The problem with IE - other than the fact it's a dull, uninteresting browser characterised by a lack of innovation is that it's reputation proceeds it. People still think it's as insecure as version 4 which it clearly isn't. Mostly Internet Explorer is used as a whipping-boy by dishonest computer evangelists that specialise in FUD regardless of the facts. It always amazes me though that if Microsoft wanted to attack Firefox it be easier just to examine its ridiculous memory consumption and the way it leaks memory like a bastard (http://kb.mozillazine.org/Memory_Leak) and seems to never get fixed...
Might want to be careful with that suggestion. IE gets a little weird about the trusted sites zone. Setting the security slider doesn't mean exactly the same thing in different zones, which is counterintuitive. There are parts of windows that only check which ZONE the site is in, the slider position isn't checked. It just sets a bunch of things to an arbitrary set of defaults.
Ask your self, do you really think that every security function in IE has a selectable option in the GUI settings page? Or could someone at MS possibly be lazy, or stupid, or intentionally obfuscating an essential security check. I can't say that I have peeked into the gut of the latest version of IE on vista, but earlier versions have happily surrendered both local file system and windows registry access to "trusted sites" even when trusted sites was set to maximum security. Some of the ActiveX stuff gets weird about the Zones too.
Considering that in almost 15 years they couldn't be bothered to implement a security zone that allows tight control of locally saved copies of potentially unsafe content, I prefer not to make assumptions that include them having thought things through. These are the same people who keep missing the fact that it's a horrible idea to use a blacklist (i.e. the Killbit) to keep a ActiveX control from running in IE. So we get a fistful of root exploits every year because developers who will NEVER write a line of code for IE forgot to check a box in Visual Studio. Hello, Whitelist?
Since the tone of this is fairly harsh towards MS, I feel I should apply some at least the kiss of the jackboot to the pants our friends at Mozilla. Before they realized they could grand stand about security they were just as bad as MS. They both militantly believed that they could make the web browser into the it-does-everything-wonder-app.
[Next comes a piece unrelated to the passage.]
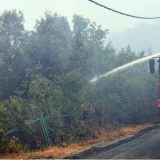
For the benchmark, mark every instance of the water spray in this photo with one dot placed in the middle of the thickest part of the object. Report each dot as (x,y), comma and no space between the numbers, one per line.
(152,71)
(123,67)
Now they lie through their teeth claiming to be more secure, while pretending that they ARE secure.
Hats off to all the the coders who have been working their tails off fixing things, but there is still plenty of ugly code and bad architecture to fix. Also while root exploits seem to be take seriously, privacy issues like invasive java script, third party cookies, web bugs, and and other session tracking techniques are generally left wide open, and only managed effectively through the use of third party tools and extensions. Probably because of generous cash contributions from data mining firms and banner ad houses?